Change 575215 merged by Jbond:
[operations/software/cas-overlay-template@master] themes: don't use externally hosted js/css files

https://gerrit.wikimedia.org/r/575215

I dug into this a little further, but no luck yet. Some further findings:

Opening the login page took ~ 20s from Firefox after a restart of CAS. There's two significant, long gaps (where nothing is logged):

2020-03-09 16:31:21,767 DEBUG [org.springframework.webflow.engine.impl.FlowExecutionImplFactory] - <Creating new execution of 'login'>

[ mysterious 8 seconds gap where nothing gets logged ]

2020-03-09 16:31:29,379 DEBUG [org.springframework.webflow.engine.impl.FlowExecutionImpl] - <Starting in org.springframework.webflow.mvc.servlet.MvcExternalContext@7476eb07 with input null>
2020-03-09 16:31:29,505 DEBUG [org.springframework.security.web.context.SecurityContextPersistenceFilter] - <SecurityContextHolder now cleared, as request processing completed>

[ mysterious 7 seconds gap where nothing gets logged ]

2020-03-09 16:31:36,470 DEBUG [org.springframework.webflow.engine.Flow] - <Creating [FlowVariable@7d7447fc name = 'credential', valueFactory = [BeanFactoryVariableValueFactory@776ff643 type = UsernamePasswordCredential]]>

[ This does the grunt work of the actual request processing with lots of activity, for which the 4 seconds in total seem in line with a Java web application ]

2020-03-09 16:31:40,928 DEBUG [org.springframework.web.servlet.DispatcherServlet] - <Completed 200 OK>
2020-03-09 16:31:40,928 DEBUG [org.springframework.security.web.access.ExceptionTranslationFilter] - <Chain processed normally>

The second delay happens within Spring:

2020-03-10 12:13:53,660 DEBUG [org.springframework.binding.mapping.impl.DefaultMapper] - <Beginning mapping between source [org.springframework.webflow.core.collection.LocalParameterMap] and target [org.apereo.cas.authentication.credential.UsernamePasswordCredential]>

(nothing else logged)

2020-03-10 12:14:01,483 DEBUG [org.springframework.binding.mapping.impl.DefaultMapping] - <Adding mapping result [Success@5f30d5 mapping = parameter:'username' -> username, code = 'success', error = false, originalValue = 'Muehlenhoff', mappedValue = 'Muehlenhoff']>

Code in Spring Webflow for the above:

public MappingResults map(Object source, Object target) {
        if (logger.isDebugEnabled()) {
                logger.debug("Beginning mapping between source [" + source.getClass().getName() + "] and target ["
                                + target.getClass().getName() + "]");
        }
        DefaultMappingContext context = new DefaultMappingContext(source, target);
        for (DefaultMapping mapping : mappings) {
                mapping.map(context);
        }
        MappingResults results = context.getMappingResults();
        if (logger.isDebugEnabled()) {
                logger.debug("Completing mapping between source [" + source.getClass().getName() + "] and target ["
                                + target.getClass().getName() + "]; total mappings = " + results.getAllResults().size()
                                + "; total errors = " + results.getErrorResults().size());
        }
        return results;
}

Change 582803 had a related patch set uploaded (by Jbond; owner: John Bond):
[operations/software/cas-overlay-template@master] FasterXML: add jackson-module-kotlin

https://gerrit.wikimedia.org/r/582803

Change 582803 merged by Jbond:
[operations/software/cas-overlay-template@master] FasterXML: add jackson-module-kotlin

https://gerrit.wikimedia.org/r/582803

Currently seeing a 1.1 minute (!) TTFB for https://idp.wikimedia.org/logout followed by a 504 response code with body "upstream request timeout"

Currently seeing a 1.1 minute (!) TTFB for https://idp.wikimedia.org/logout followed by a 504 response code with body "upstream request timeout"

Do you see this every time you logout.
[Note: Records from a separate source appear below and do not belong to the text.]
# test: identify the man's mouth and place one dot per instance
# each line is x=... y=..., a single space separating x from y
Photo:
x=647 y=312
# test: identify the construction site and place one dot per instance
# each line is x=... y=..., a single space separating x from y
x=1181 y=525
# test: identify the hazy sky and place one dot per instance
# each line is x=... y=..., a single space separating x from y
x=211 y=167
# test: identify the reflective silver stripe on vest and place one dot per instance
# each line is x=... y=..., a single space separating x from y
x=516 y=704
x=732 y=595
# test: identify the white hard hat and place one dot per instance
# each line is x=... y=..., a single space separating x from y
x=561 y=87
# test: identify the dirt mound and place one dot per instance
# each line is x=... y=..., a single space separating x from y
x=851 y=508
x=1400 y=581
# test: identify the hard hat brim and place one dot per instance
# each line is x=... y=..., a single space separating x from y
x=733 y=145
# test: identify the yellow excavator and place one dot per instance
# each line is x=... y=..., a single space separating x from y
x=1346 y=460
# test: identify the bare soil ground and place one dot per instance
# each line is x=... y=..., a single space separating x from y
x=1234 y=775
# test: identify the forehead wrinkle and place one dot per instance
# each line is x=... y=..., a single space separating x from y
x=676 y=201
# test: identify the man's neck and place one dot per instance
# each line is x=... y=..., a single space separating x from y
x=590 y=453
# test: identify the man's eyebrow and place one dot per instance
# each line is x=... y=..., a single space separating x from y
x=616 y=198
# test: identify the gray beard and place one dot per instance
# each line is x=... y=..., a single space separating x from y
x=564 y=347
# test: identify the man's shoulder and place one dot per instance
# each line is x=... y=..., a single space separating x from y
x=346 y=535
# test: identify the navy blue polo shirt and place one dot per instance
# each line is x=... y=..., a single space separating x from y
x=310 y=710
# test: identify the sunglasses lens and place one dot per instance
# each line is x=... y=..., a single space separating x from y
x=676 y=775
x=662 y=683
I have noticed that after cas is the first person to hit a page pays a large price in the request time ~20-30 seconds however subsequent requests are quicker.

I have also noticed that the logout page also suffers from the issue you describe. i.e. it takes a long time then issues a 5xx (not checked if its always 504 but assume it is). however it dose actually log the user out further upon login and back out again the logout process takes < 5 seconds. Can you confirm if this seems to match your experience.

Going forward we plan to install and manage tomcat via apt. There is some anecdotal evidence this will help with the large lag when login in or authorising an application and i am also hoping that this will allow use to pre-generate the servlet pages to reduce the initial penalty on the first render. If this is not possible iill add a script to preform a login and logout after a service restart

Currently seeing a 1.1 minute (!) TTFB for https://idp.wikimedia.org/logout followed by a 504 response code with body "upstream request timeout"

Do you see this every time you logout. I have noticed that after cas is the first person to hit a page pays a large price in the request time ~20-30 seconds however subsequent requests are quicker.

I have also noticed that the logout page also suffers from the issue you describe. i.e. it takes a long time then issues a 5xx (not checked if its always 504 but assume it is). however it dose actually log the user out further upon login and back out again the logout process takes < 5 seconds. Can you confirm if this seems to match your experience.

No, I haven't seen it every time -- although the last time I tried to use the logout page was a couple weeks ago, it worked fine then (5-10 seconds latency and a success response).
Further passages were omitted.